Surface gravity of the black hole (m/s^2), as you can imagine, this will be a huge number:
gr = c^4 / (M * 4 * G)

Universal Gravitation Constant
G = 6.67384 * 10^-11 m^3/(kg * s^2)

Examples

Cygnus X-1: 14.8 solar masses

Schwartzchild Radius: 43705.6410566 m
Life: 6.79261706057 * 10^70 years
Temperature: 4.16932978074 * 10^-9 K (near absolute zero, very cold!)
Surface Area: 24004068275.4 m^2
Surface Gravity: 1.02819127807 * 10^12 m/s^2

While this is a 2018 post, I just noticed it due to the new comments.

Two comments:
1) The code included in the original post is neatly written and motivates me to want to learn Prime programming!
2) An issue regarding precision of the calculated results.

A cardinal result in error propagation is that the result of a calculation can be no more precise than the precision of the least precise number that went into the calculation. Otherwise, precision could be gained by calculation, which it can't, but only by more precise measurements.

The four equations used (Schwarzschild radius, lifetime, surface area, and surface gravity) all depend on G (the universal gravitational constant) which, unfortunately, is known to only 6 digits of precision (while it's value was recently updated, the known precision is still 6 digits). Hence, calculated results using the four equations can only justifiably be expressed to no more than 6 digits of precision, but appear to be expressed to 12 digits of precision.

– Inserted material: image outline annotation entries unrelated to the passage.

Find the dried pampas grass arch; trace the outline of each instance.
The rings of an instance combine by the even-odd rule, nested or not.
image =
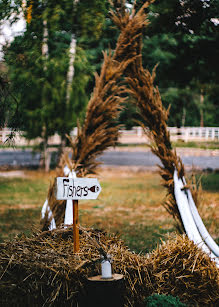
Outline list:
[[[95,173],[97,154],[116,142],[111,136],[118,133],[118,126],[113,123],[121,103],[118,91],[129,91],[136,98],[142,95],[146,103],[140,99],[136,99],[136,103],[143,110],[145,122],[153,118],[148,121],[155,144],[152,149],[163,162],[161,176],[170,194],[166,208],[181,223],[180,214],[174,207],[173,176],[176,168],[177,176],[183,178],[183,165],[169,142],[165,126],[167,113],[160,104],[158,90],[153,87],[154,75],[142,71],[139,53],[142,27],[147,24],[144,8],[148,4],[132,13],[132,18],[123,10],[113,13],[113,19],[121,29],[117,48],[113,54],[104,55],[85,123],[79,127],[78,136],[72,142],[73,159],[62,156],[57,176],[63,176],[65,165],[77,171],[78,176]],[[126,75],[129,89],[118,84],[122,74]],[[47,220],[43,221],[46,229],[52,215],[57,225],[64,219],[65,204],[57,203],[53,188],[54,182],[48,193],[51,213],[47,210]],[[32,237],[21,236],[0,244],[1,304],[80,306],[86,278],[100,270],[99,252],[92,243],[94,239],[112,255],[114,273],[125,275],[125,307],[144,306],[144,298],[153,293],[178,296],[183,302],[198,306],[216,305],[219,300],[219,274],[215,263],[185,235],[170,238],[149,255],[136,255],[116,236],[99,230],[81,228],[80,235],[81,252],[78,255],[73,253],[71,227],[45,230]]]

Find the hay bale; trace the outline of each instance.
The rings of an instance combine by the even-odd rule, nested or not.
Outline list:
[[[59,228],[0,244],[0,305],[80,306],[86,277],[100,274],[94,241],[112,256],[114,273],[125,276],[125,306],[144,306],[153,293],[199,306],[218,300],[215,264],[185,236],[143,256],[118,237],[86,229],[80,231],[80,254],[75,255],[72,228]]]
[[[219,270],[186,235],[163,242],[150,259],[154,293],[198,306],[219,303]]]
[[[112,256],[114,273],[126,276],[126,305],[138,305],[150,293],[147,258],[130,252],[119,238],[92,229],[80,231],[80,254],[75,255],[72,228],[0,244],[0,305],[78,306],[86,277],[100,274],[92,239]]]

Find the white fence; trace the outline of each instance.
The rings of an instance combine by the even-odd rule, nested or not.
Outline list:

Actually, the restriction on the number of justifiable digits of precision in the calculated results is even more severe because the four equations also all depend on M. However, M, in the example of Cygnus X-1, is known to only 3 digits of precision (recently updated, but still only 3 digits of precision). Black hole masses (M) are typically known to no more than 3 digits of precision.

Hence, at a minimum, digits 7-12 (digits 4-12 for most examples) of the calculated results would be commonly referred to as "false precision," i.e., while 12-digit results may look more "precise," additional digits of precision beyond the number of digits of precision of the least precise number used in a calculation are meaningless and can detract from this excellent program.